Kinder nach Pandemie weiter belastet - Regierung beschließt Hilfen Von Sascha Meyer und Stella Venohr, dpa

Seit der Corona-Pandemie leiden mehr Kinder an Essstörungen und
psychischen Belastungen - das zeigt der Bericht einer Expertengruppe.
Die Bundesregierung will dagegen vorgehen. Schulen sollen dabei eine
zentrale Rolle spielen.

Berlin (dpa) - Geschlossene Schulen, kein Fußballspielen im Verein
und verpasste Geburtstagsfeiern: In der Corona-Pandemie mussten
Kinder und Jugendliche an vielen Stellen verzichten und die Folgen
davon halten bis heute an. 73 Prozent sind dem Bericht einer
Expertengruppe zufolge immer noch psychisch angeschlagen. Daher will
die Bundesregierung Kinder und Jugendliche mit einem Maßnahmenkatalog
künftig besser bei der Bewältigung der psychosozialen Belastungen
durch die Corona-Pandemie unterstützen. Den entsprechenden Bericht
und Handlungsempfehlungen beschloss das Bundeskabinett am Mittwoch.

«Wie so oft trifft es Kinder aus ärmeren Familien besonders hart:
Kinder von Alleinerziehenden, aus Familien mit Migrationshintergrund,
diejenigen, die in beengten Wohnverhältnissen leben oder psychisch
belastete Eltern haben», sagte Bundesfamilienministerin Lisa Paus
(Grüne).

Der beschlossene Bericht sieht nach Angaben ihres Ministeriums
Vorhaben in fünf Handlungsfeldern vor - etwa Investitionsprogramme
des Bundes zum Kita-Ausbau und bessere medizinische Versorgung von
Kindern und Jugendlichen.
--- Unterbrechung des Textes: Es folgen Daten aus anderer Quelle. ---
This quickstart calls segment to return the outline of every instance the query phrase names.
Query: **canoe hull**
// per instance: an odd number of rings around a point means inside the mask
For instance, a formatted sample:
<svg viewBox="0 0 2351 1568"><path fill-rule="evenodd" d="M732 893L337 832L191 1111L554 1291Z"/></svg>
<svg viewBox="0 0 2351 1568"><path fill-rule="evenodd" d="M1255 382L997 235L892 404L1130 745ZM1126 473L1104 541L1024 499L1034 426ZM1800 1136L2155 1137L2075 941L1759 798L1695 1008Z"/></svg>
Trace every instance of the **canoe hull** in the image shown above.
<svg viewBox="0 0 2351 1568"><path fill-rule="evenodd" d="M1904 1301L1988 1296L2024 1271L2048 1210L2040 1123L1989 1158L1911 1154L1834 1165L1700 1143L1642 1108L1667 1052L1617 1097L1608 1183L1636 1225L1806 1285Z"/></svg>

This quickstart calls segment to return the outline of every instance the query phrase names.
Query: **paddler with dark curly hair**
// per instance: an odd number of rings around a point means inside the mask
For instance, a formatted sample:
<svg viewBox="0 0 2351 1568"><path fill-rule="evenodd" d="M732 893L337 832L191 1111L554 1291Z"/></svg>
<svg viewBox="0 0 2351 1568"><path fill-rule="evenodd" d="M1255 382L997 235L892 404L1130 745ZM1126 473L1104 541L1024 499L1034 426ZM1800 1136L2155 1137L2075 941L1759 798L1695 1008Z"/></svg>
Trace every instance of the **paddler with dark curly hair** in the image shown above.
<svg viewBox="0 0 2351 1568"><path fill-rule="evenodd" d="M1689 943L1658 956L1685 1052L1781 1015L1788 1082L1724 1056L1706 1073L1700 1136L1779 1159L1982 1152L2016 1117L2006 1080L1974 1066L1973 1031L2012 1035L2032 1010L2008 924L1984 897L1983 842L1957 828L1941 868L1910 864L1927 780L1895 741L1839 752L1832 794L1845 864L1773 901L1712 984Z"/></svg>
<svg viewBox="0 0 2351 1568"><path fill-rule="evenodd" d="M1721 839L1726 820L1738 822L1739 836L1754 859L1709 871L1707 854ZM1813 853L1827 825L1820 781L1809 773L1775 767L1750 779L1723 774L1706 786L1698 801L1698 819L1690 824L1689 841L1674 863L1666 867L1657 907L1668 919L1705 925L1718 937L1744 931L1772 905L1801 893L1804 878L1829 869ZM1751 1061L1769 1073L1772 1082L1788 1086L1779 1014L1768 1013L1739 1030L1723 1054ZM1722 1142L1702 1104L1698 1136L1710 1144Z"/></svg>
Zu den geplanten Maßnahmen zählen auch
Hilfen im Umfang von 56 Millionen Euro für Familien mit Kindern unter
drei Jahren.

Außerdem sollen Kinder beim Jugendamt psychosoziale Beratung in
Anspruch nehmen können, ohne dass ihre Eltern darüber informiert
werden. «Besonders Mädchen leider häufiger als zuvor unter
Essstörungen, Angststörungen und Depressionen», sagte Paus.
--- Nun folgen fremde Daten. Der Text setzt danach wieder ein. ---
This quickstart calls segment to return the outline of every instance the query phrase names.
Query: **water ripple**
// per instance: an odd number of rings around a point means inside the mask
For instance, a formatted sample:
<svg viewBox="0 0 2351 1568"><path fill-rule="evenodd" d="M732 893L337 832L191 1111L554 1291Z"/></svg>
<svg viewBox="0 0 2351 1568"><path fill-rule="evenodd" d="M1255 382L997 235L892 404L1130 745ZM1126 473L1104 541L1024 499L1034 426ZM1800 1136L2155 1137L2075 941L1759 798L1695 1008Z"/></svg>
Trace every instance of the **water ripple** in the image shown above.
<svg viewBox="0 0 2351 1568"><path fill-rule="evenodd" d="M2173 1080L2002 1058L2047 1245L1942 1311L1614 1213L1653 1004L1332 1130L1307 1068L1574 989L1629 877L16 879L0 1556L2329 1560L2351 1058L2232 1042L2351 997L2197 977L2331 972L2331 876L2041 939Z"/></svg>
Handlungsort sollen auch die Schulen werden. «Man muss Hilfsangebote
vor Ort machen. Auch der öffentliche Gesundheitsdienst kann in
Schulen tätig werden», sagte der Direktor der Klinik und Poliklinik
für Kinder- und Jugendmedizin des Universitätsklinikums Dresden,
Reinhard Berner. Der Mediziner ist Teil des Expertenteams des
Berichts. «Gesundheit und Gesundheitskompetenz müssen in den Schulen
verstärkt werden.» Das sei nicht nur Hygiene, wie richtiges
Händewaschen, sondern auch Zahngesundheit, psychische Gesundheit oder
Impfungen.

Dem Beschluss nach sollen zudem ab dem Schuljahr 2023/24 Fachkräfte
an Schulen im Rahmen eines Modellprogramms des Familienministeriums
bei Fragen zur mentalen Gesundheit und bei akuten psychischen Krisen
unterstützen.

Bundesgesundheitsminister Karl Lauterbach sagte, nachdem Kinder unter
der Pandemie und den Bekämpfungsmaßnahmen besonders gelitten hätten,

schulde man ihnen, dass ihre Versorgung jetzt Priorität habe. Der
SPD-Politiker rief Eltern dazu auf, vorsorgende U-Untersuchungen auf
jeden Fall wahrzunehmen. Wenn Kinder auffällig seien, depressiv
wirkten oder sich zurückzögen, sollten Eltern sie im Zweifelsfall
immer von Psychologen oder Ärzten untersuchen lassen. Es gelte, frühe
Störungen zu behandeln, so dass Kinder gute Prognosen haben.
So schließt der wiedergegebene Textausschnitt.